May i ask you a question ?

Trying to be as close to the truth as possible (Whatever the subject is) requires to see from almost every points of views that exists for this subject right ? Even the wrong one...

So if we want to find the truth we need to pass through the "wrong thoughts" , can we still call that doing a mistake to consider a wrong thoughts if it's necessary to end up being close to the truth ?

This question might be weird but , i'd be glad to have your answer :)

Trying to be as close to the truth as possible (Whatever the subject is) requires to see from almost every points of views that exists for this subject right ? Even the wrong one...

I point of view in the sense of a perspective isn't right or wrong. It's possible to look at a subject from multiple perspective without giving the perspective a truth value.

(I'm going to use the full vocabulary to answer this question.)

can we still call that doing a mistake to consider a wrong thoughts if it's necessary to end up being close to the truth ?

So, there are a few things going on here.

First, the idea of sunk costs. There's nothing to be gained from regretting the past; the only thing that the past is good for is learning from for the future. So if you did make mistakes, those mistakes cannot be unmade, only not made a second time.

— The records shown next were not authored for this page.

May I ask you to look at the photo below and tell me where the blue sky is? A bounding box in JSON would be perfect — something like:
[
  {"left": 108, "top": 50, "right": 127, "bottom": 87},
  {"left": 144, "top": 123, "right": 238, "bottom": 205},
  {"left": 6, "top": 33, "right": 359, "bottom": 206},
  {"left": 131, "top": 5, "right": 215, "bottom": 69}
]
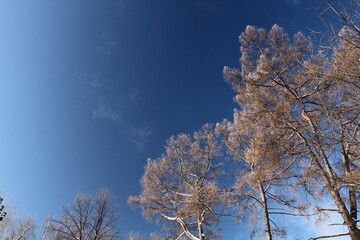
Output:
[{"left": 0, "top": 0, "right": 348, "bottom": 239}]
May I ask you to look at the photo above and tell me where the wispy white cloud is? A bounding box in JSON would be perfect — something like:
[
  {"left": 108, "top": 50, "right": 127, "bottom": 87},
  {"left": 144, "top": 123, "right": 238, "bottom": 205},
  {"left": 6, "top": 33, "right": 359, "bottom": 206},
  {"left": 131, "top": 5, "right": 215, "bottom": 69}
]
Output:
[
  {"left": 284, "top": 0, "right": 302, "bottom": 5},
  {"left": 130, "top": 128, "right": 152, "bottom": 150},
  {"left": 92, "top": 104, "right": 122, "bottom": 123}
]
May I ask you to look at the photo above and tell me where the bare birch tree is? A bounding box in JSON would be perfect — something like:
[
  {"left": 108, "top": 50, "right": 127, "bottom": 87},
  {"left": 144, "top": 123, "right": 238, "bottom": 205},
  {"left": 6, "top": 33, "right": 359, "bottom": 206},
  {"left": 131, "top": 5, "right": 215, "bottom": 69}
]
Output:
[
  {"left": 224, "top": 25, "right": 360, "bottom": 240},
  {"left": 45, "top": 190, "right": 119, "bottom": 240},
  {"left": 129, "top": 125, "right": 221, "bottom": 240},
  {"left": 216, "top": 113, "right": 304, "bottom": 240}
]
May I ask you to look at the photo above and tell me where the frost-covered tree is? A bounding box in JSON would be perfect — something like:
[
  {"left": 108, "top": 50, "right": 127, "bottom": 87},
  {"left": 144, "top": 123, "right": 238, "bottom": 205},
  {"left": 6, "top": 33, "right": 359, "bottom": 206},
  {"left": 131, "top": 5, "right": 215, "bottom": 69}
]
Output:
[
  {"left": 129, "top": 125, "right": 221, "bottom": 240},
  {"left": 44, "top": 190, "right": 119, "bottom": 240},
  {"left": 216, "top": 110, "right": 304, "bottom": 240},
  {"left": 224, "top": 25, "right": 360, "bottom": 240}
]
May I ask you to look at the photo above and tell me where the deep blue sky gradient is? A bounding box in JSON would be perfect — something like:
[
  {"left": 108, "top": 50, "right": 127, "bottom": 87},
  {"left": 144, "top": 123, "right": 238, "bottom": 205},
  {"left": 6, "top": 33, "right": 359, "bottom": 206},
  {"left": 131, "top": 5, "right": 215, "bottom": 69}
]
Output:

Second, the idea that it is necessary to pass through the wrong thoughts in order to get to the right thoughts. It's not clear to me that this is always true. Sometimes, you can start off with the right thoughts, do a consistency proof, and then do a uniqueness proof, and now everything else is either equivalent or wrong. But sometimes you do need to show how specific alternatives don't work. And most of the time, you're not dealing with mathematical concepts, but 'muscle memory' concepts--and it seems very unlikely that one would start with the optimal algorithm at the beginning. Oftentimes, one must crawl before one can walk, and walk before one can run. In such situations, what is there to regret about crawling?

[-][anonymous]00

So basically, optimism?

We understand that as we become less wrong, we see more things wrong. We try to fix all the wrong things, because as soon as we accept that something will always be wrong we can not move past that thing.

I disagree. It's perfectly fine to accept some wrong things because the cost of fixing them are to high. In a world with limited resources we have to pick our battles.

We try to make our ideas as simple as possible.

How fitting that the sentence contains try while most of the other sentences use more definite language.

I don't know what many of those words mean :(

It's because of the "as possible." I might change it to "we like when ideas are simple," since that might be closer to the first meaning.

I don't think that the majority of LW succeeds at "keeping things as simple as possible".

[-]TrE00

I hate april fool's jokes across time zones. You don't expect them on April 2nd, do you?

I don't know what this means :(

[-]TrE20

If you make a joke on a day where jokes are made, but another person is not on the same day anymore, that person might not get the joke because they don't think the day matters.